Shamelessly, they continue to peddle the patronising narrative that the lockdown in Occupied Kashmir is for the ‘Kashmiris’ own good’. Before the world and its own people, the Modi regime keeps on insisting that the repeal of articles 370 and 35-A – the last vestiges of protection the people of Occupied Kashmir had – were essential to ‘fully integrate’ the region into India.

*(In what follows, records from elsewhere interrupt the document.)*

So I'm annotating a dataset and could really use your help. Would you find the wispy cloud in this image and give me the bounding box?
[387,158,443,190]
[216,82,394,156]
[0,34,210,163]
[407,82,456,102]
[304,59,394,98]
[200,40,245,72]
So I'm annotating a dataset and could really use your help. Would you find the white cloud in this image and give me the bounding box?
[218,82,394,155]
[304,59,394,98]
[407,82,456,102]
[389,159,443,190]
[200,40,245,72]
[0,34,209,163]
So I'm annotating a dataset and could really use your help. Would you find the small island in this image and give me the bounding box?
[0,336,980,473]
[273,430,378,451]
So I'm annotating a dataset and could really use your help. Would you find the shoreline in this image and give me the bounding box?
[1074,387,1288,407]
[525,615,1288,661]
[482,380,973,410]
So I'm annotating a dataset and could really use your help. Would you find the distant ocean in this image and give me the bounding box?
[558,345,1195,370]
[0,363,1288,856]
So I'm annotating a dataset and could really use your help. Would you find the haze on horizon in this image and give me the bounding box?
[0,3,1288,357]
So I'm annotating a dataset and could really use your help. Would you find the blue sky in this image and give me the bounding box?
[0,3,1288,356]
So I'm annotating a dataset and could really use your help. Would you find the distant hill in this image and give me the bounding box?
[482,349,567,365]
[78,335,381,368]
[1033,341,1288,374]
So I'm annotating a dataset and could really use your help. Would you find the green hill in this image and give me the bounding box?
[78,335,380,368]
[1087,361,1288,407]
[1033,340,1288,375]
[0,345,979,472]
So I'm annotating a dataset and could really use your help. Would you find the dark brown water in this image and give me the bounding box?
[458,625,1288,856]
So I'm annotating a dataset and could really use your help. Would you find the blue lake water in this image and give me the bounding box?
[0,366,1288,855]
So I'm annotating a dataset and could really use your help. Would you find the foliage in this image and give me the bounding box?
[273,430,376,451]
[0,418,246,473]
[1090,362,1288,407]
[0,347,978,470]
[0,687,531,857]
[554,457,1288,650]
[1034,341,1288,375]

So brazen is Modi in the face of muted reaction to his increasingly totalitarian bent that he has dared his own opposition to try and restore the two articles. At his first rally to drum up support for his Hindu nationalist Bharatiya Janata Party ahead of the October 21 Maharashtra assembly elections, he challenged other parties in India to put that very thing in their manifestos. In the same speech, Modi insisted that Occupied Kashmir is not just a ‘piece of land’ for him and his government. Likening the Himalayan territory to a ‘crown’, the Indian prime minister announced it would take at least four months for ‘things to return to normal’ in Occupied Kashmir. One wonders whether Modi realises the irony in his comments. How Kashmiris view what is ‘normal’ is vastly different from what he and his BJP ilk see. For the last 30 years, all that has been normal for Kashmiris is a state of near total repression. As for Modi’s insistence that Occupied Kashmir is more than a piece of real estate to him and his government, all evidence points to the contrary.
Iran vs Saudi Arabia
An Iranian oil tanker was attacked by two suspected rockets off the coast of Saudi Arabia last week. The incident, not so new to the global audience, is the latest in a series of similar attacks involving oil vessels in the Red Sea and Gulf region. While Saudi Arabia claims it had nothing to do with the attack, there is a significant chance that Iran might end up blaming the oil-rich gulf kingdom for disrupting its supply activity in the Red Sea corridor. After all, depending on which side is affected, the suspect is always predictable in this perennial conflict between the two rivals. And going by the rule of the game, Riyadh blamed Tehran for carrying out similar attacks on oil vessels in the Gulf of Oman. In addition to that, Saudi Arabia, which is locked in several proxy wars with arch-rival Iran, has also blamed Tehran for attacks on key oil installations, disrupting global supplies.
Tehran denied the charge, but by briefly turning off the oil taps, Riyadh made a very convincing case against its opponent’s support for the Houthi rebels it is fighting in Yemen. So far, attacks attributed to Iran haven’t resulted in a military confrontation. But the long proxy war between the two adversaries has always been one miscalculation away from a major conflict, and such incidents have the potential of triggering one. In a region rattled by tit-for-tat attacks on tankers and oil installations, both sides need to calculate the global and regional impact of every action they plan to take to subdue the other side.
The region and the world can not afford another war, which most definitely will have far-reaching consequences. So countries in the Gulf must collectively work for lasting peace between Saudi Arabia and Iran because that is the only solution to prevent the two sides from clashing openly at a time when the region already has a myriad of existential problems to address.